Sven van Dijkman (1), Meindert Danhof (1), Oscar Della Pasqua (1,2)
(1) Division of Pharmacology, Leiden Academic Centre for Drug Research, Leiden University, The Netherlands; (2) Clinical Pharmacology Modelling & Simulation, GlaxoSmithKline, Uxbridge, UK
Objectives: Despite the wide number of publications on the pharmacokinetics of antiepileptic drug combinations, drug-drug interactions have not been accurately characterised in children, resulting in unclear dose rationale. In this study, we aim to use a model-based approach to characterise AED concentrations following a variety of regimens with Valproic Acid (VPA), Carbamazepine (CBZ) and Phenytoin (PHT) and explore the impact of developmental growth on systemic exposure. The resulting models will later be used to simulate concentrations for patients in another dataset with outcome data where only dose was recorded, to be able to more accurately quantify the concentration-effect relationships for these drugs.
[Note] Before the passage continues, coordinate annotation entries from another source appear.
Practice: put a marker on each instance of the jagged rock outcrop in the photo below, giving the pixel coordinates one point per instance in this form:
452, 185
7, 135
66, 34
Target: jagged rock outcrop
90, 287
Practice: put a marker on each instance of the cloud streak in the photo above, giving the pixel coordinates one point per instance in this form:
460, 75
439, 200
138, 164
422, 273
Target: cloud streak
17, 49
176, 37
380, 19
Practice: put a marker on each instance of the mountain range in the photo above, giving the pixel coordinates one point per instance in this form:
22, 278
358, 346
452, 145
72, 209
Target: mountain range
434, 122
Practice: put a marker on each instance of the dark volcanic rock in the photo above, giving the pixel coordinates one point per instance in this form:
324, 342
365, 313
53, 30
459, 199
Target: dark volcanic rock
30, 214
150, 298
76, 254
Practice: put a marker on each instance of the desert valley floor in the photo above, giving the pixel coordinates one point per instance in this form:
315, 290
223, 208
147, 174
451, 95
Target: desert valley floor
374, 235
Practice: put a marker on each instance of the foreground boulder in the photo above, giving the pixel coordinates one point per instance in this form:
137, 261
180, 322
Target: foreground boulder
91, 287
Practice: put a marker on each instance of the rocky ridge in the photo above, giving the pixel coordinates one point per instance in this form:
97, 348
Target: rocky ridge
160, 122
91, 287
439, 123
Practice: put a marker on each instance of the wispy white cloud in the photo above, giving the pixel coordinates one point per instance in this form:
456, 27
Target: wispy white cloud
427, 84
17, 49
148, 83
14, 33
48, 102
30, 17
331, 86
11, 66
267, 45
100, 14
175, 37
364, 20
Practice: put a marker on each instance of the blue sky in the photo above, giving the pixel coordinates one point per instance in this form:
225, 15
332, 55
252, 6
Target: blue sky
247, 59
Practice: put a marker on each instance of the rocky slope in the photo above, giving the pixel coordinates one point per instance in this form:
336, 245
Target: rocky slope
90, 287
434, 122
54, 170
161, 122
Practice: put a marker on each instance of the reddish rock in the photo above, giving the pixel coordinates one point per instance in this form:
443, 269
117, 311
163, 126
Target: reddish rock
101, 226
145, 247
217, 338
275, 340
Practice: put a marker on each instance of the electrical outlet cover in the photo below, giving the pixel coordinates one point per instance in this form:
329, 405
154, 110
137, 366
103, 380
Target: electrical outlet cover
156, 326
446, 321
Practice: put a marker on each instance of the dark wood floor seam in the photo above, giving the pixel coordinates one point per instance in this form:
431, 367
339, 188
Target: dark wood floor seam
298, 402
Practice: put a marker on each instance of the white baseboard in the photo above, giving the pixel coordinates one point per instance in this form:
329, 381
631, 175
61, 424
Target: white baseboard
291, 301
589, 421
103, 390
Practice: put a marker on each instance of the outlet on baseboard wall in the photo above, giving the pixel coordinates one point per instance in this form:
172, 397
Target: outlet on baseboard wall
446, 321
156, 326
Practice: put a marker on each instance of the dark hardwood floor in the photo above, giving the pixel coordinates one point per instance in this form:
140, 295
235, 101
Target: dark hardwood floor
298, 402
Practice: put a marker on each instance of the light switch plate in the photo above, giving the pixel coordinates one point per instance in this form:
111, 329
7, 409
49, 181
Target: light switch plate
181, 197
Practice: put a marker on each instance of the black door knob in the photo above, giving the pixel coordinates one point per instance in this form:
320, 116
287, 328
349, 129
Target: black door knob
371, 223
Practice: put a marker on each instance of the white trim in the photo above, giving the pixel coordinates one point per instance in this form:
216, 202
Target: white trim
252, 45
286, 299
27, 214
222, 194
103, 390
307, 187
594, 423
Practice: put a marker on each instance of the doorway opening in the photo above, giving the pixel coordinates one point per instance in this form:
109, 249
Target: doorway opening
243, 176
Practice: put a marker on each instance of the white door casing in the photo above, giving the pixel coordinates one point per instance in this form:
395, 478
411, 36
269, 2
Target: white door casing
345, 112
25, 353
Methods: Population pharmacokinetic models [1, 2, 3] from published literature were used as basis for the simulation of plasma concentration of individual drugs as well as combined therapy [4, 5]. PK profiles were generated for a cohort of children from 03 months to 16 years of age to assess the magnitude of the interaction between developmental growth and drug-induced changes in metabolic clearance on the resulting systemic exposure. AUC, Cmax and Cmin and their ratios in combination therapy were derived as parameters of interest. Results were then compared to drug levels in adults. Simulations were performed in NONMEM v7.2. R was used for data manipulation, graphical and statistical summaries.
Results: Allometric models were implemented to describe the effects of body weight and metabolic maturation on clearance and volume of distribution. In contrast to current practice, simulated profiles clearly show that drug-drug interactions must be taken into account to ensure comparable exposure in children and adults. Significant differences were found for the ratio of AUC, Cmax and Cmin in adult and paediatric population. Our results indicate that currently recommended dosing algorithms and titration procedures do not warrant maintenance of the appropriate therapeutic levels of AEDs in children.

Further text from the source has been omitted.